Nous devons «voir» ce Jésus, sentir son contact sur notre peau, sinon le Fils de Dieu, le Maître, devient une abstraction, une idée, une utopie, une idéologie. Un jeu de regards se développe avec lui, mais pas seulement: tous les sens sont impliqués. Jésus est aspergé de parfum par une femme, il mange et partage le pain et le poisson, il touche et guérit, il écoute et répond à ses interlocuteurs.

Ouvrir les Évangiles, c’est comme regarder à travers une caméra qui nous permet de voir Jésus en action. Le regard avec lequel «Une trame divine» nous aide à les lire semble être le regard du cinéma. Saint Ignace de Loyola, dans ses Exercices spirituels, nous demande de contempler les Évangiles avec les yeux de l’imagination: avec nos yeux, et non avec une abstraction mentale. Ce faisant, l’histoire de Jésus entre dans la nôtre. Nous la regardons à la lumière de nos vies, nous voyons les visages, les événements, les personnages. Nous pouvons même nous imaginer entrer dans l’histoire de Jésus, le voir, voir les lieux où il se trouve, voir ses mouvements, entendre les mots de sa voix vivante.
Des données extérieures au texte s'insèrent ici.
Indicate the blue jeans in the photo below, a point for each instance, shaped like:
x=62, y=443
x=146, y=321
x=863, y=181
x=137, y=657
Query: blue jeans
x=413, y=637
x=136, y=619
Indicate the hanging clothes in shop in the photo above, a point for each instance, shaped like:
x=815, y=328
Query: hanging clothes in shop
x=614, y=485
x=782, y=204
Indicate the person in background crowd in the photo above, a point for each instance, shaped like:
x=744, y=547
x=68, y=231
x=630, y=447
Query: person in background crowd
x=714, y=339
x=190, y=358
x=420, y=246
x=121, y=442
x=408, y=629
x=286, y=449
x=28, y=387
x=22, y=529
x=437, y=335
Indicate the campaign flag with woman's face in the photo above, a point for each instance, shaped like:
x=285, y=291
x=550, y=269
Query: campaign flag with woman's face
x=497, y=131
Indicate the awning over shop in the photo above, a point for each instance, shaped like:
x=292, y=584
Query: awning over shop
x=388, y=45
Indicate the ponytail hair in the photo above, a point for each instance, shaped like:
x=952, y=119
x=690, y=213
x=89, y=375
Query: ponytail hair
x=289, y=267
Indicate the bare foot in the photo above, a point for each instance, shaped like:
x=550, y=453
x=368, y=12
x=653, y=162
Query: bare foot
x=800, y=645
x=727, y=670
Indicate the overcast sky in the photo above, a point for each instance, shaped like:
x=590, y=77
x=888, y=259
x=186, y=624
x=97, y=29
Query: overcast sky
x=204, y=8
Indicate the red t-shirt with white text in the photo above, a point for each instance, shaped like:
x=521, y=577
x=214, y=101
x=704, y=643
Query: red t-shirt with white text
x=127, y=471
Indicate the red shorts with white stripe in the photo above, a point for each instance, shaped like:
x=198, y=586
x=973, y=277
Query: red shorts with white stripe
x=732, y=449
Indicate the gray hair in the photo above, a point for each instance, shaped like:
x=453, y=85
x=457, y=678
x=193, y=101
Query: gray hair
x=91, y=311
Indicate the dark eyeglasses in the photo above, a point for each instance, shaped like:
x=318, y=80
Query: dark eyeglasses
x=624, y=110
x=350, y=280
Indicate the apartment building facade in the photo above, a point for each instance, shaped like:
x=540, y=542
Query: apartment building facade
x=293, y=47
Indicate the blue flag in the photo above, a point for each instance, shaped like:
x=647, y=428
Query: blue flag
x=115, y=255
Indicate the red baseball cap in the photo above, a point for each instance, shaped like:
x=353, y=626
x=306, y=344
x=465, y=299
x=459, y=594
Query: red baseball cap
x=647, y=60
Ainsi, l’Évangile nous touche profondément.

Les gestes de Jésus sont inclusifs: il associe à lui les plus pauvres, les opprimés, les aveugles, les faisant participer à sa nouvelle vision des choses. Il ne s’agit pas du regard de celui qui porte une simple assistance. Il ne guérit pas les aveugles pour qu’ils puissent profiter du spectacle médiatique de ce monde, mais pour qu’ils soient capables de voir l’action de Dieu dans l’histoire. Le Seigneur ne vient pas libérer les opprimés simplement pour les faire se sentir bien, mais pour les envoyer à l’action.

Jésus a confiance dans ce que l’esprit humain a de meilleur. Le rencontrer signifie retrouver de l’énergie, de la force, du courage. Face à la réalité, le Maître ne se perd pas dans les plaintes, il ne porte pas un jugement paralysant: au contraire, il nous invite à un engagement passionné. La vulnérabilité du peuple, pour lequel le Seigneur éprouve de la compassion, ne le conduit pas à un calcul prudent de nos possibilités limitées, comme le suggèrent les apôtres: au contraire, il les exhorte à la surabondance débordante de l’Évangile, comme cela s’est produit lors de la multiplication des pains.

En ce sens, «Une trame divine» met clairement en évidence la capacité de jugement différente de Jésus et de ses disciples. N’ayons pas peur de voir Jésus souvent incompris, même par les siens, difficile à accepter, seul. Remettons en question, s’il le faut, notre propre capacité de jugement et de compréhension de l’Évangile.

Enfin: comment parler de Jésus? Quelle langue utiliser? Comment présenter ce «personnage» qui a changé l’histoire du monde? C’est l’un des défis du livre. Certainement pas avec le langage de l’habitude. Le langage de la vraie tradition est vivant, vital, capable d’avenir et de poésie. Le langage de l’habitude, quant à lui, est banal, ennuyeux, cérémonieux, évident. L’Église doit veiller à ne pas tomber dans le piège du langage banal, des phrases répétées de façon mécanique et lassante.

L’Évangile doit être une source d’éclat, de surprise, capable de nous secouer au plus profond de nous-mêmes. Le pire qui puisse arriver est de traduire la puissance du langage évangélique en barbe à papa: adoucir l’impact des mots, émousser les angles des phrases, apprivoiser le sens du discours. Que les mots sont importants! Les artistes, les écrivains, précisément en raison de la nature de leur inspiration, sont capables de garder la puissance du discours évangélique.

Aujourd’hui, un «écho de plomb»résonne dans le monde, pour reprendre une expression du poète jésuite Gerard Manley Hopkins. Je lance un appel: en ces temps de crise de l’ordre mondial, de guerre et de grandes polarisations, de paradigmes rigides, de graves défis climatiques et économiques, nous avons besoin de l’éclat d’un nouveau langage, d’histoires et d’images puissantes, d’écrivains, de poètes, d’artistes capables de crier le message de l’Évangile au monde, de nous faire voir Jésus.